2 - Viewing the FASTQ file

  1. Go to the Desktop folder
  2. cd Desktop
  3. List the content of this folder. You should see the downloaded file SRR576933.fastq.gz. How large is the file ?
  4. ls -lth
    -rw-r--r-- 1 mthomas csb 121M avril  1 21:45 SRR576933.fastq.gz
    
  5. The file is zipped. Unzip the file
  6. gunzip SRR576933.fastq.gz
  7. Check again the content of the folder How large is the fastq file ?
  8. ls -lth
    -rw-r--r-- 1 mthomas csb 453M avril  1 21:45 SRR576933.fastq
  9. View the 20 first lines (means the 5 first reads, as there are 4 lines per read)
  10. head -n 20 SRR576933.fastq
  11. Do you recognize the 5 reads in the FASTQ format ?

3 - Understanding the FASTQ file

  1. Use google to search for the specifications of the FASTQ format. Your FASTQ file is encoded in Sanger FASTQ.
  2. Can you assess wether the first 5 reads are of good or bad quality ?
At this point, you should be able to view a FASTQC file in the terminal and recognize this format.

Quality control of the reads and statistics

Goal: Get some basic information on the data (read length, number of reads, global quality of dataset)
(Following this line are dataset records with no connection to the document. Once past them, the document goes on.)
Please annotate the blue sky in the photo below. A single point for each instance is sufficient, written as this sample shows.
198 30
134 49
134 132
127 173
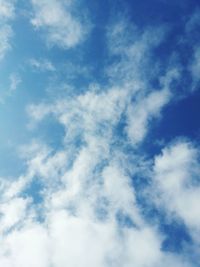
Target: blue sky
99 134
1 - Getting the FASTQC report

Before you analyze the data, it is crucial to check the quality of the data. We will use the standard tool for checking the quality of data generated on the Illumina platform: FASTQC.

  1. First check the help page of the program to see its usage and parameters.
  2. fastqc --help
  3. Check the description of the program. Do you understand what if does ? What is the input of this program ?
  4. Run fastqc program on your dataset.
  5. fastqc SRR576933.fastq.gz
  6. Check the files output by the program.
  7. ls
    SRR576933_fastqc  SRR576933_fastqc.zip	SRR576933.fastq.gz
  8. Access the result.
  9. cd SRR576933_fastqc
    ls
    fastqc_data.txt  fastqc_report.html  Icons  Images  summary.txt
  10. Open the HTML file fastqc_report.html in Firefox.
  11. Analyze the result of the FASTQC program:
    How many reads are present in the file ?
    What is the read length ?
    Is the overall quality good ?
    Are there any concerns raised by the report ? If so, can you tell where the problem might come from ?

    There are 3 603 544 reads of 36bp. The overall quality is good, although it drops at the last position, which is usual with Illumina sequencing, so this feature is not raising hard concerns. There are several "red lights" in the report. In particular, the per sequence GC content and the duplication level are problematic. If you check the "overrepresented sequences", you'll notice a high percentage of adapters (29% !). Ideally, we would remove these adapters (=trim) the reads, and then re-run FASTQC. Results.

    What are the adapters ?
    GEO_screenshot

2 - Organism length

Knowing your organism size is important to evaluate if your dataset has sufficient coverage to continue your analyses. For the human genome (3 Gb), we usually aim at the very least 10 Million reads for ChIP-seq.

  1. Go to the NCBI Genome website, and search for the organism Escherichia coli
  2. Click on the Escherichia coli str. K-12 substr. MG1655 to access statistics on this genome.
  3. How long is the genome ?
    Do both FASTQ files contain enough reads for a proper analysis ?
    GEO_screenshot

    The genome is 4.64 Mbase. The file has 3.6 M reads. As we aim for 10 M for 3 Gb when working with human, the dataset here should enough reads for proper analysis.

At this point, you should be confident about the quality of the datasets, and wether it's worth following with analyzing the datasets.